I've managed to put together a query that works for my needs, albeit more complicated than I was hoping. But, for the size of tables the query is slower than it should be (0.17s). The reason, based on the EXPLAIN provided below, is because there is a table scan on the meta_relationships table due to it having the COUNT in the WHERE clause on an innodb engine.
Query:
SELECT
posts.post_id,posts.post_name,
GROUP_CONCAT(IF(meta_data.type = 'category', meta.meta_name,null)) AS category,
GROUP_CONCAT(IF(meta_data.type = 'tag', meta.meta_name,null)) AS tag
FROM posts
RIGHT JOIN meta_relationships ON (posts.post_id = meta_relationships.object_id)
LEFT JOIN meta_data ON meta_relationships.meta_data_id = meta_data.meta_data_id
LEFT JOIN meta ON meta_data.meta_id = meta.meta_id
WHERE meta.meta_name = computers AND meta_relationships.object_id
NOT IN (SELECT meta_relationships.object_id FROM meta_relationships
GROUP BY meta_relationships.object_id HAVING count(*) > 1)
GROUP BY meta_relationships.object_id
This particular query, selects posts which have ONLY the computers category. The purpose of count > 1 is to exclude posts that contain computers/hardware, computers/software, etc. The more categories that are selected, the higher the count would be.
Ideally, I'd like to get it functioning like this:
WHERE meta.meta_name IN ('computers') AND meta_relationships.meta_order IN (0)
or
WHERE meta.meta_name IN ('computers','software')
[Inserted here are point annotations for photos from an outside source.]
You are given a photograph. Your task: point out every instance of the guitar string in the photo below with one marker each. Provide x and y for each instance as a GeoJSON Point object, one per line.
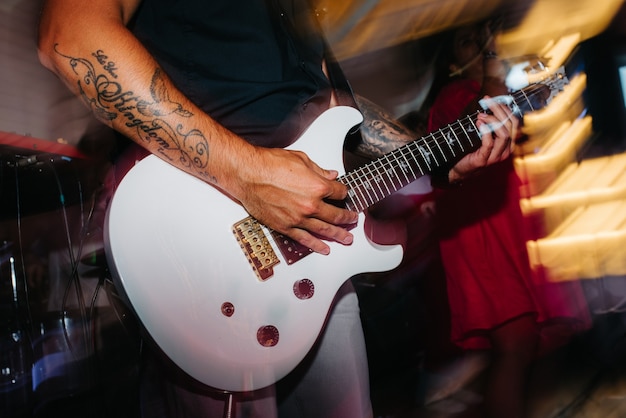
{"type": "Point", "coordinates": [387, 163]}
{"type": "Point", "coordinates": [364, 188]}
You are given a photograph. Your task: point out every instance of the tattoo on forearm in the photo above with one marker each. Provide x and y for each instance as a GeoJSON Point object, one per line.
{"type": "Point", "coordinates": [381, 134]}
{"type": "Point", "coordinates": [100, 89]}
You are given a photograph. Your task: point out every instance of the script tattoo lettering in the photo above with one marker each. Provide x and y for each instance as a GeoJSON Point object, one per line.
{"type": "Point", "coordinates": [98, 85]}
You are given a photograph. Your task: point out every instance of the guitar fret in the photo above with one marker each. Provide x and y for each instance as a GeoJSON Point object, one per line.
{"type": "Point", "coordinates": [530, 105]}
{"type": "Point", "coordinates": [379, 180]}
{"type": "Point", "coordinates": [457, 137]}
{"type": "Point", "coordinates": [475, 130]}
{"type": "Point", "coordinates": [361, 197]}
{"type": "Point", "coordinates": [396, 169]}
{"type": "Point", "coordinates": [443, 155]}
{"type": "Point", "coordinates": [408, 165]}
{"type": "Point", "coordinates": [432, 135]}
AND meta_relationships.meta_order IN (0,1)
etc..
But unfortunately this doesn't work, because it doesn't take into consideration that there may be a meta_relationships.meta_order = 2.
I've tried...
WHERE meta.meta_name IN ('computers')
GROUP BY meta_relationships.meta_order
HAVING meta_relationships.meta_order IN (0) AND meta_relationships.meta_order NOT IN (1)
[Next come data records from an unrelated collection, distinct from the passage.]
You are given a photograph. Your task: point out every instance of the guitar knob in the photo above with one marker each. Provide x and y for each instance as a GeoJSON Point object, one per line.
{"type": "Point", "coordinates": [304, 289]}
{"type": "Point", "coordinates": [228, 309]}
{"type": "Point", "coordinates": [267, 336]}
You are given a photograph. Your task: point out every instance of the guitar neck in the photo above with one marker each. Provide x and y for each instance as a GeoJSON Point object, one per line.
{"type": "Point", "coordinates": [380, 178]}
but it doesn't return the correct amount of rows.
EXPLAIN:
id select_type table type possible_keys key key_len ref rows Extra
1 PRIMARY meta ref PRIMARY,idx_meta_name idx_meta_name 602 const 1 Using where; Using index; Using temporary; Using filesort
1 PRIMARY meta_data ref PRIMARY,idx_meta_id idx_meta_id 8 database.meta.meta_id 1
1 PRIMARY meta_relationships ref idx_meta_data_id idx_meta_data_id 8 database.meta_data.meta_data_id 11 Using where
1 PRIMARY posts eq_ref PRIMARY PRIMARY 4 database.meta_relationships.object_id 1
2 MATERIALIZED meta_relationships index NULL idx_object_id 4 NULL 14679 Using index
Tables/Indexes:
meta
This table contains the category and tag names.
indexes:
PRIMARY KEY (meta_id), KEY idx_meta_name (meta_name)
meta_data
This table contains additional data about the categories and tags such as type (category or tag), description, parent, count.
indexes:
PRIMARY KEY (meta_data_id), KEY idx_meta_id (meta_id)
meta_relationships
This is a junction/lookup table. It contains a foreign key to the posts_id, a foreign key to the meta_data_id, and also contains the order of the categories.
indexes:
PRIMARY KEY (relationship_id), KEY idx_object_id (object_id), KEY idx_meta_data_id (meta_data_id)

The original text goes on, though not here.